BY DESMOND CHINGARANDE

Peter Muchakadzi (55), a director in the Defence ministry, and Kunofiwa Marvyn Madondo (58), an accountant, appeared before magistrate Francis Mapfumo, who remanded them to January 23 on $5 000 and $3 000 bail, respectively.

As part of their bail conditions, the duo was ordered to surrender their passports with the clerk of court and report three times at Mabelreign and Warren Park Police stations, respectively.

The two were also ordered not to visit Defence House unless with the investigation officer and not to interfere with State witnesses.

The complainant in the matter is Defence permanent secretary Gray Marongwe.

Allegations are that from March to June last year, the accused connived with Danison Muvandi, who is on the run, in misrepresenting that Defence House had received cleaning services from Maids on Wheels (Pvt) Limited when no such services had been rendered.

It is averred that Muchakadzi then fraudulently sourced fake invoices with a total value of $306 135.

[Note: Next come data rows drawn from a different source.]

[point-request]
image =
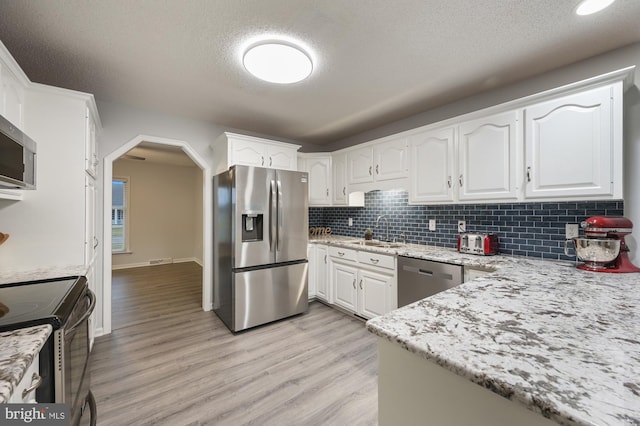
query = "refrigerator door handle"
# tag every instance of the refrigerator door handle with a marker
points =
(280, 231)
(272, 215)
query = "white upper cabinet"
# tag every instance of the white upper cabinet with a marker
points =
(319, 169)
(360, 165)
(432, 166)
(487, 157)
(391, 160)
(340, 196)
(570, 144)
(378, 162)
(230, 149)
(90, 154)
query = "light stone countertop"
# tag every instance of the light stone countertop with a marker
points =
(560, 341)
(15, 276)
(17, 351)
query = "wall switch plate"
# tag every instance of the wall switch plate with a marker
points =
(571, 230)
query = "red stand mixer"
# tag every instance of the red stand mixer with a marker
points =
(603, 249)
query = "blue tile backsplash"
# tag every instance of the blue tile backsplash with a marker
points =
(523, 229)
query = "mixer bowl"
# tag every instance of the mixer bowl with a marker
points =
(596, 252)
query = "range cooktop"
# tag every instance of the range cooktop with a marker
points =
(32, 303)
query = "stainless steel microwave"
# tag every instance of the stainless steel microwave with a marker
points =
(17, 157)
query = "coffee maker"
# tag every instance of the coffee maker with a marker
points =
(603, 249)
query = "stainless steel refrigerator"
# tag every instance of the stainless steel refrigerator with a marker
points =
(260, 236)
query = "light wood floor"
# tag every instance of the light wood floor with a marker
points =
(169, 363)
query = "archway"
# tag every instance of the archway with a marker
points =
(206, 217)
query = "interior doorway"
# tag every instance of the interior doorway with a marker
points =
(108, 212)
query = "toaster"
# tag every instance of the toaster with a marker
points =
(483, 244)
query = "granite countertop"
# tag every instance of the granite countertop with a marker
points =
(560, 341)
(15, 276)
(17, 350)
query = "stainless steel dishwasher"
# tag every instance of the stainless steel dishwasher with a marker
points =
(419, 278)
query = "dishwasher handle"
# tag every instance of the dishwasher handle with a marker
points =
(427, 273)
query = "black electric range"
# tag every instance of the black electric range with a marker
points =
(64, 303)
(31, 303)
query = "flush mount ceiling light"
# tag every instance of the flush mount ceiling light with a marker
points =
(587, 7)
(277, 62)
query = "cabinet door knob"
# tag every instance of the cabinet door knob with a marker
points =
(36, 381)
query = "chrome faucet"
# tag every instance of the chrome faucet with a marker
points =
(386, 219)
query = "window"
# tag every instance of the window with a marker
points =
(119, 215)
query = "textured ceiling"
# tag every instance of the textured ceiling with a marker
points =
(376, 61)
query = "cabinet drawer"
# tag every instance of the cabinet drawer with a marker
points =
(342, 253)
(376, 259)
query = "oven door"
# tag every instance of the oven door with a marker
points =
(72, 358)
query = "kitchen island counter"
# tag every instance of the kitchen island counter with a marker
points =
(18, 349)
(554, 339)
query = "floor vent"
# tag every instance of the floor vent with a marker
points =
(160, 261)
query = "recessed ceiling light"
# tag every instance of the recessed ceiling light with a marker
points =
(277, 62)
(587, 7)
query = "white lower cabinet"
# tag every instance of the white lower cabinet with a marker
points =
(363, 282)
(344, 278)
(318, 272)
(372, 293)
(25, 392)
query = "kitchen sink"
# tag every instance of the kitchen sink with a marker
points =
(376, 243)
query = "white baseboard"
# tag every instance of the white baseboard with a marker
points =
(129, 265)
(139, 264)
(188, 259)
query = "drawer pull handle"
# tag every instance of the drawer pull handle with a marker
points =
(36, 381)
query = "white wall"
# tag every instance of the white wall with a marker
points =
(47, 227)
(165, 212)
(610, 61)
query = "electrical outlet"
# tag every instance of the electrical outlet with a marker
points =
(571, 230)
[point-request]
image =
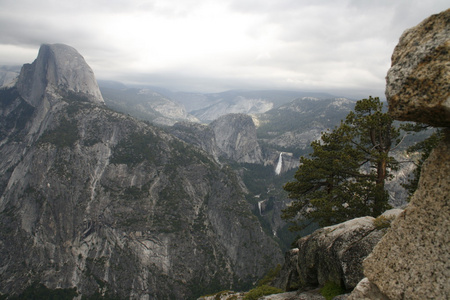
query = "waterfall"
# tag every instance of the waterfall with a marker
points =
(279, 165)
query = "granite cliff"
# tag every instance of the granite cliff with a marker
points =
(96, 201)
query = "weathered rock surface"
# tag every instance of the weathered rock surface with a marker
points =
(235, 136)
(412, 261)
(366, 290)
(335, 253)
(58, 69)
(96, 200)
(418, 82)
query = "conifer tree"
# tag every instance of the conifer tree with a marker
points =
(344, 176)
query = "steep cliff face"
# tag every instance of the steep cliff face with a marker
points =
(93, 199)
(235, 136)
(58, 69)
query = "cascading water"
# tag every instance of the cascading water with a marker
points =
(280, 164)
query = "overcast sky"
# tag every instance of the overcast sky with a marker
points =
(215, 45)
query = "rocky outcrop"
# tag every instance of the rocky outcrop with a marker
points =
(235, 136)
(366, 290)
(412, 261)
(333, 253)
(418, 82)
(58, 69)
(94, 200)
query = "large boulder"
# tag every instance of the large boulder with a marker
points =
(412, 261)
(333, 253)
(418, 82)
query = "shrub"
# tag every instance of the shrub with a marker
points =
(331, 290)
(260, 291)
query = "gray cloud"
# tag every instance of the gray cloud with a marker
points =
(338, 45)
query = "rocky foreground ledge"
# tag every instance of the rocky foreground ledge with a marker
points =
(412, 260)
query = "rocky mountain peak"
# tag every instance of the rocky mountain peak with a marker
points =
(57, 69)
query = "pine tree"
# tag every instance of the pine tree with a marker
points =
(344, 176)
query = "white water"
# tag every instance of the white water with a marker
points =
(279, 165)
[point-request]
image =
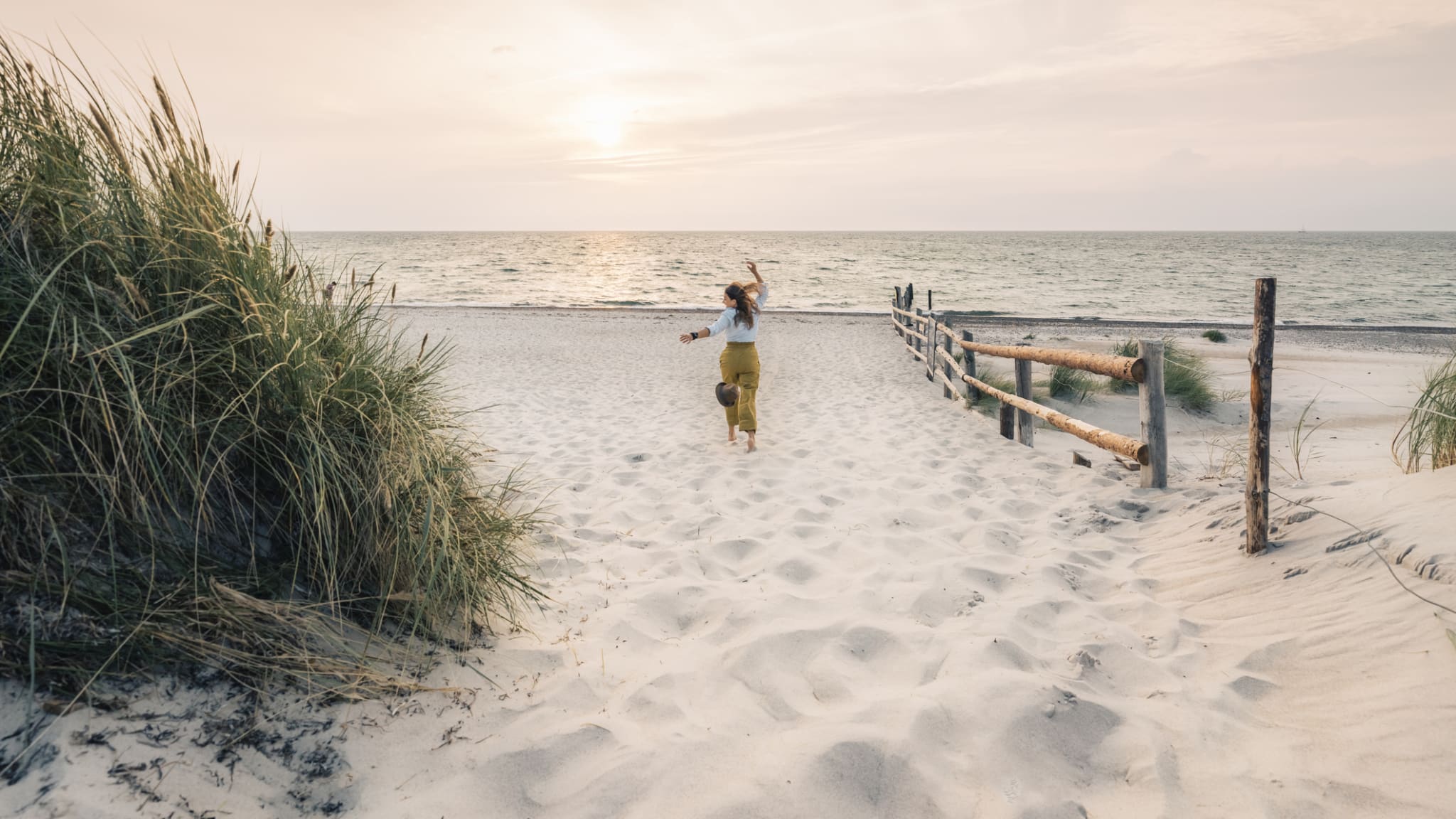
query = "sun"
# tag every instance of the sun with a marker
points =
(603, 120)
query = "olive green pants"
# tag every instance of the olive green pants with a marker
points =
(740, 366)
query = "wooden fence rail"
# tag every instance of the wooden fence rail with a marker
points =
(1145, 370)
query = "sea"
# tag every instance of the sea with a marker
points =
(1378, 279)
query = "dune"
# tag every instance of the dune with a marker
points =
(886, 611)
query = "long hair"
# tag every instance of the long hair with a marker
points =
(746, 302)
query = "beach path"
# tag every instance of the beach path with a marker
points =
(887, 611)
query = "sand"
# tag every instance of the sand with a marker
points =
(887, 611)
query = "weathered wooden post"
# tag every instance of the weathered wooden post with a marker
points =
(968, 362)
(1261, 405)
(1024, 427)
(950, 356)
(1152, 412)
(929, 344)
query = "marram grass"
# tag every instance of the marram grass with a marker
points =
(204, 456)
(1429, 433)
(1186, 373)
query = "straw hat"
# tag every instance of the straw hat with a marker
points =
(727, 394)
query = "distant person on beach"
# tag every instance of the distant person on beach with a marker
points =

Muchakadzi allegedly further fraudulently originated a loose minute dated June 19, 2019 addressed to the director of finance and human resources, Muvandi, the owner and signatory to Maid on Wheels bank accounts, which was supposed to be prepared by the Procurement Management Unit.

Audrey Chogumaira appeared for the State.

Meanwhile, the Zimbabwe National Army has clarified that Muchakadzi is not a member of the military as had been reported in the Press, but a civilian employed by the Defence ministry.

In a statement, ZNA spokesperson, Lieutenant Colonel Alphios Makotore also said reports that 30 tonnes of beef disappeared at Mbalabala barracks in Matabeleland South province were not true.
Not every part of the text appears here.